Erdogan renforce la tension avec la France : interdiction d’inscription dans les écoles françaises en Turquie

15 août, 2024 / Entrevue

La tension entre la Turquie et la France a franchi un nouveau seuil avec l’annonce par le gouvernement turc de l’interdiction d’inscrire de nouveaux élèves turcs dans les écoles françaises situées à Istanbul et Ankara. Cette décision, qui prendra effet à partir du 1er janvier 2024 pour l’année scolaire 2024-2025, est la réponse d’Ankara à la réticence de Paris à autoriser l’ouverture d’écoles turques en France.

Le ministère turc de l’Éducation a clairement stipulé que les établissements français concernés, le lycée Pierre-Loti à Istanbul et le lycée Charles-de-Gaulle à Ankara, ne pourront plus accueillir de nouveaux élèves turcs jusqu’à ce qu’un accord international garantissant un statut juridique soit conclu. Cette mesure affectera significativement les deux écoles, qui comptent parmi leurs élèves une majorité de ressortissants turcs.

Contexte et réclamations

Le différend a émergé au grand jour le 12 juillet, lorsque la Turquie a exprimé son mécontentement face à ce qu’elle considère comme l’arrogance française dans la gestion des écoles françaises en Turquie. Le ministre turc de l’Éducation, Yusuf Tekin, a accusé la France de ne pas respecter les conditions imposées par Ankara pour l’exploitation de ces établissements. Selon Tekin, la France doit agir selon les exigences turques si elle souhaite maintenir ses écoles en Turquie.

Les autorités turques revendiquent la réciprocité : elles demandent l’ouverture d’écoles turques en France, similaire aux établissements français en Turquie. Ankara insiste également sur la nécessité pour les écoles françaises de respecter les normes turques, y compris en matière d’enseignement de la langue et de l’histoire turques, un point de friction majeur étant l’enseignement du génocide arménien, un sujet sensible pour la Turquie.

Répercussions et contrôles

Le ministère turc a précisé que jusqu’à l’obtention d’un statut légal pour ces écoles, l’enseignement de matières turques devra être assuré exclusivement par des enseignants turcs nommés par le ministère, et les programmes seront soumis à une inspection rigoureuse par les autorités turques.

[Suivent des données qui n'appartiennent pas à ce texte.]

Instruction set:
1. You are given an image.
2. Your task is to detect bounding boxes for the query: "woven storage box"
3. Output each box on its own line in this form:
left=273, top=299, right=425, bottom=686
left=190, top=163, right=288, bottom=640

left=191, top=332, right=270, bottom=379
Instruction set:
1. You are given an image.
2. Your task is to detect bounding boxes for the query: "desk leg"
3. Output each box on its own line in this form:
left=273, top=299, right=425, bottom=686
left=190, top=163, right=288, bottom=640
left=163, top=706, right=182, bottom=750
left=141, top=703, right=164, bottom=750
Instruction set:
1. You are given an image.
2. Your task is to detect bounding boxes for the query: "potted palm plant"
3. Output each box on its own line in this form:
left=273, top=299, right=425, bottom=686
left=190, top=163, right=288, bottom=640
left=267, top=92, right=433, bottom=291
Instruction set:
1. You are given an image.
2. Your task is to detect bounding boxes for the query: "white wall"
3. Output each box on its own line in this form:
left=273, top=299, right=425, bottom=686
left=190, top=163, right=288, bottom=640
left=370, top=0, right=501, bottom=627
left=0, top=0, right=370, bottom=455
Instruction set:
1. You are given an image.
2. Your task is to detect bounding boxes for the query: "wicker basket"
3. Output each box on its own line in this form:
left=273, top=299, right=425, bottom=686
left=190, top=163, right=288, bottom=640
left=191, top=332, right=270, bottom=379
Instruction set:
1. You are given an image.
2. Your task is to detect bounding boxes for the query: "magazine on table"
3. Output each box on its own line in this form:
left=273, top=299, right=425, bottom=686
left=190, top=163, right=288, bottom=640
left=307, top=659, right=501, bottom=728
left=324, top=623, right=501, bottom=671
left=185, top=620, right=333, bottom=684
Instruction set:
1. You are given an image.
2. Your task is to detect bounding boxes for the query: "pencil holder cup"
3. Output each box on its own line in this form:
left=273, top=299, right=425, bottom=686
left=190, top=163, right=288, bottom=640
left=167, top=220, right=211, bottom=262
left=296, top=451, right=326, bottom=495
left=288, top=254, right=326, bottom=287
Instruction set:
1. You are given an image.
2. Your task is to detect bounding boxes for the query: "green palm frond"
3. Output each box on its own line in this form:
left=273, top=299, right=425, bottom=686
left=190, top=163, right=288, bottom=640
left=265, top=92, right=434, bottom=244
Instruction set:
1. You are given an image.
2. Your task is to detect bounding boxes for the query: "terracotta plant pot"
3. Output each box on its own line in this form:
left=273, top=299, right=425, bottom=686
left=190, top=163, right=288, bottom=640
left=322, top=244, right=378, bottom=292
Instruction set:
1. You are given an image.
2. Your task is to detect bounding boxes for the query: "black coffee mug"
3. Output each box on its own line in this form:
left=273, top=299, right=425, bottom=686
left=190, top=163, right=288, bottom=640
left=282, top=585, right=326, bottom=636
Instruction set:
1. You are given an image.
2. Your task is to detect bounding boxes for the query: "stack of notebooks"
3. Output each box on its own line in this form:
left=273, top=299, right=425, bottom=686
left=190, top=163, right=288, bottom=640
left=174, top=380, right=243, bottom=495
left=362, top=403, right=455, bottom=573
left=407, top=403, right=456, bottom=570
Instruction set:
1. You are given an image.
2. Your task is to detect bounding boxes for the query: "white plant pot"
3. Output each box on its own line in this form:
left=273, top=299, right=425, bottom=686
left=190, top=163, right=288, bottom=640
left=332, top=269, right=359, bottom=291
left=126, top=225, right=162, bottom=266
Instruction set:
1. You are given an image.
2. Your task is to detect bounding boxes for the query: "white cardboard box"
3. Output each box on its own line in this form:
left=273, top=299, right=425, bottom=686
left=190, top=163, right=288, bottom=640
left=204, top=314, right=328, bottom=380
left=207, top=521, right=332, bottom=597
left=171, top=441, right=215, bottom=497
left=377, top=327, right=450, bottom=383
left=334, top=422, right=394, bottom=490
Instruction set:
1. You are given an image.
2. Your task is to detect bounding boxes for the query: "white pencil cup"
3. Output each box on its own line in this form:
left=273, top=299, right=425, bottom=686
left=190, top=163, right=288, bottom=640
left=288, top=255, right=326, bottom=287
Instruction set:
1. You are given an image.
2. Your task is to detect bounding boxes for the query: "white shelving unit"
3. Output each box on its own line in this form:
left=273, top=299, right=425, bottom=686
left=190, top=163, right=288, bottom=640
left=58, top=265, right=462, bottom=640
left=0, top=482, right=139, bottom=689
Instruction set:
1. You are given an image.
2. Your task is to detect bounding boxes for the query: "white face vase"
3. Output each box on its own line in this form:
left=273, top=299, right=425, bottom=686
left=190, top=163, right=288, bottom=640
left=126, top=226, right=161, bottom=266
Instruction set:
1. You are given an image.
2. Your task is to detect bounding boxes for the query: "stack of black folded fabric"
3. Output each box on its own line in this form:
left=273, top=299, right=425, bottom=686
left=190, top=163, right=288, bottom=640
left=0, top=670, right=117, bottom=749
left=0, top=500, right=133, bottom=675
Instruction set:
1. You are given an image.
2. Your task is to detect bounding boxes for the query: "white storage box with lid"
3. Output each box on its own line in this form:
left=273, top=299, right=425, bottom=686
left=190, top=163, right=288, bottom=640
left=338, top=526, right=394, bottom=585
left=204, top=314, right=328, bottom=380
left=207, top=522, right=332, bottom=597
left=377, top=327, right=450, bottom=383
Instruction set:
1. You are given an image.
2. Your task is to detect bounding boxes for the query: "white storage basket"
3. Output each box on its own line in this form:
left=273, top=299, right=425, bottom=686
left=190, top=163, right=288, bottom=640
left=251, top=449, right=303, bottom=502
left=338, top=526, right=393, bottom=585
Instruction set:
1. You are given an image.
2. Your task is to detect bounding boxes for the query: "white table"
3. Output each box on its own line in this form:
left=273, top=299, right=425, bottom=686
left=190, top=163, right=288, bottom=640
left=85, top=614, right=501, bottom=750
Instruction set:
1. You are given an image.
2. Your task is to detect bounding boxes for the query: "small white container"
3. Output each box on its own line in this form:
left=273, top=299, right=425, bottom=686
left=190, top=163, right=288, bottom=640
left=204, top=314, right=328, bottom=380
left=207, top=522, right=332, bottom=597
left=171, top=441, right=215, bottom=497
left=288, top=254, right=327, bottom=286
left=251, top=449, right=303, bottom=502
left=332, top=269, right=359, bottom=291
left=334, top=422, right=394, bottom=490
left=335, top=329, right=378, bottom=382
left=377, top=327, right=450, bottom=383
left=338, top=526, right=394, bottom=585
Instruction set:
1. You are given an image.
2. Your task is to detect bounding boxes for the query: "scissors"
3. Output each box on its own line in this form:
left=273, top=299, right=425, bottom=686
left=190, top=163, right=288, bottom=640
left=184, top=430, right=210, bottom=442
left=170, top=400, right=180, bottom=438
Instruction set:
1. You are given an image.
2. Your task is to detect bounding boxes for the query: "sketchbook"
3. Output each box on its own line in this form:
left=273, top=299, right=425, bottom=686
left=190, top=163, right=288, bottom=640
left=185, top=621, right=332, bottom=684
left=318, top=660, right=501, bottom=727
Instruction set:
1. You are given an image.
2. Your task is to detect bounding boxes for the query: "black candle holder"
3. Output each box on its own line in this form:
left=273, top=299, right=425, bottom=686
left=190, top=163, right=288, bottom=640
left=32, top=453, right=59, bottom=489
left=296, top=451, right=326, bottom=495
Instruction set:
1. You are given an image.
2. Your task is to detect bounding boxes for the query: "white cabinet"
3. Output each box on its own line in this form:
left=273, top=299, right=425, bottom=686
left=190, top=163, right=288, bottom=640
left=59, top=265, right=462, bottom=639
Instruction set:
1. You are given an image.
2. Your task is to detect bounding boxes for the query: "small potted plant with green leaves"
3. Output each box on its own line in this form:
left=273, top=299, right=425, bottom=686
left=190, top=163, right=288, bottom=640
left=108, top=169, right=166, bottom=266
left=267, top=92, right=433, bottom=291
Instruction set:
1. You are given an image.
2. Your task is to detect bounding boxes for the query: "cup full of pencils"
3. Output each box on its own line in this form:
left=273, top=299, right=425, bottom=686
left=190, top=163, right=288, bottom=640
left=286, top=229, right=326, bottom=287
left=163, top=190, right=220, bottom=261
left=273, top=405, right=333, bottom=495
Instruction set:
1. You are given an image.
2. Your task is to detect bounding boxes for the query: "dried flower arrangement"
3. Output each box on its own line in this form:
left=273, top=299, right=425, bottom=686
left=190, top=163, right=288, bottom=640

La France, qui gère ces établissements sous le statut d’écoles à but non lucratif, se trouve désormais dans une situation complexe. Les écoles françaises en Turquie ont été initialement créées pour les enfants des diplomates français mais accueillent aujourd’hui une majorité d’élèves turcs. En conséquence, le gouvernement turc a jugé que leur statut devait être réévalué.

Perspectives d’avenir

Malgré les tensions, l’ambassade de France à Ankara a indiqué que les négociations pour trouver un accord durable reprendraient à la rentrée. Cependant, la situation reste tendue, et la France se trouve confrontée à des défis importants pour concilier ses objectifs éducatifs avec les exigences turques.

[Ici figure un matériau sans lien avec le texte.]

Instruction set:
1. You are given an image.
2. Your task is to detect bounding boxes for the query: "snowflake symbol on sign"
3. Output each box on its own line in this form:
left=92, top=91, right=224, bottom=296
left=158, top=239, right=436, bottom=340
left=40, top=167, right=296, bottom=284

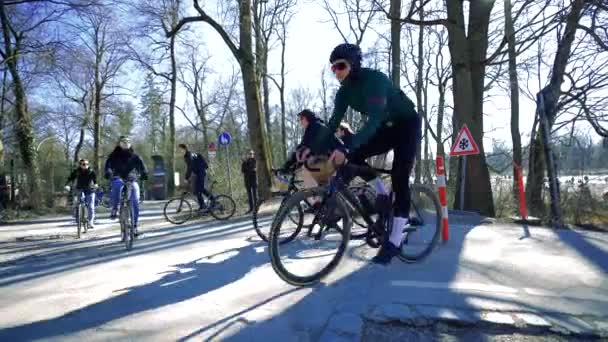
left=459, top=138, right=469, bottom=150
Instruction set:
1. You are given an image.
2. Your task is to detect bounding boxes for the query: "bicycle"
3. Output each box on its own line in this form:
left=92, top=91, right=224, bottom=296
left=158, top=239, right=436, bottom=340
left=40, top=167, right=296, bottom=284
left=75, top=190, right=91, bottom=239
left=163, top=180, right=236, bottom=224
left=254, top=168, right=377, bottom=244
left=118, top=176, right=139, bottom=251
left=268, top=162, right=441, bottom=286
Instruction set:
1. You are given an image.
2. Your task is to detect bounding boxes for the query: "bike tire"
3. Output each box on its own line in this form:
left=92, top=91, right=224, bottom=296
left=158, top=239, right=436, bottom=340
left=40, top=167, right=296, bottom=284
left=269, top=187, right=352, bottom=287
left=398, top=184, right=441, bottom=263
left=81, top=205, right=88, bottom=234
left=254, top=196, right=303, bottom=244
left=209, top=195, right=236, bottom=220
left=163, top=197, right=193, bottom=224
left=123, top=200, right=134, bottom=251
left=77, top=204, right=82, bottom=239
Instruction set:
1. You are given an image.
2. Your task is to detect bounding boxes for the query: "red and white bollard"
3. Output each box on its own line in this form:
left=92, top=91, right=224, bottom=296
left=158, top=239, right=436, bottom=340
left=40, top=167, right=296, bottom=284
left=436, top=156, right=449, bottom=242
left=514, top=163, right=528, bottom=220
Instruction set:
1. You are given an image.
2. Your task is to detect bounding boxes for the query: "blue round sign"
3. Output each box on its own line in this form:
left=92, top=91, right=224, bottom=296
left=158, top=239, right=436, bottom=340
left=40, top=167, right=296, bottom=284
left=218, top=132, right=232, bottom=146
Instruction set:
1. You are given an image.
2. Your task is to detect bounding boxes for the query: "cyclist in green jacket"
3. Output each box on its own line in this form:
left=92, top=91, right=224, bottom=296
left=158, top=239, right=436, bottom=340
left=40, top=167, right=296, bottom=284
left=312, top=43, right=422, bottom=265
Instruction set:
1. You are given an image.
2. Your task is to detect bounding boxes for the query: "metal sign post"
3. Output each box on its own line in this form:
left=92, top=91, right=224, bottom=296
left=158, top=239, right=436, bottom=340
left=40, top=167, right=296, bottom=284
left=460, top=156, right=467, bottom=210
left=218, top=132, right=233, bottom=198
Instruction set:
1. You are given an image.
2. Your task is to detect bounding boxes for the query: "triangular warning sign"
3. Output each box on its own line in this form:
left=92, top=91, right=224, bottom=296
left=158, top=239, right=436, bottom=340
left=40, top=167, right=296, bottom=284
left=450, top=124, right=480, bottom=156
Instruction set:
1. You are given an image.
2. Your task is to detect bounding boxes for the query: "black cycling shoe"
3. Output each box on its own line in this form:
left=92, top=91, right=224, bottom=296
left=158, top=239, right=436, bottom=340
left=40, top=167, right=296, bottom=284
left=371, top=240, right=400, bottom=265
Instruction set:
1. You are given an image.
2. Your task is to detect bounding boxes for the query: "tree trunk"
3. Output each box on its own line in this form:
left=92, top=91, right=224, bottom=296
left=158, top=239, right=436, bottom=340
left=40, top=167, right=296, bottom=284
left=73, top=124, right=86, bottom=164
left=526, top=0, right=585, bottom=218
left=0, top=4, right=41, bottom=208
left=414, top=4, right=424, bottom=184
left=240, top=0, right=272, bottom=199
left=93, top=46, right=102, bottom=177
left=504, top=0, right=523, bottom=211
left=389, top=0, right=401, bottom=86
left=253, top=2, right=272, bottom=148
left=446, top=0, right=495, bottom=216
left=167, top=35, right=177, bottom=196
left=436, top=79, right=446, bottom=158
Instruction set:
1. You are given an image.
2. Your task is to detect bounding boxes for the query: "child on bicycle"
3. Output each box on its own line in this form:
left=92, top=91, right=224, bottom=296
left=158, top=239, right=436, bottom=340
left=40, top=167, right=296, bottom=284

Cette crise s’inscrit dans un contexte plus large de réformes éducatives en Turquie sous la présidence de Recep Tayyip Erdogan, marquées par une tendance à islamiser l’éducation, ce qui pourrait également influencer les négociations en cours.

En attendant, la France et la Turquie devront naviguer avec prudence pour éviter une détérioration supplémentaire des relations diplomatiques et trouver une solution équilibrée qui satisfait les intérêts des deux parties.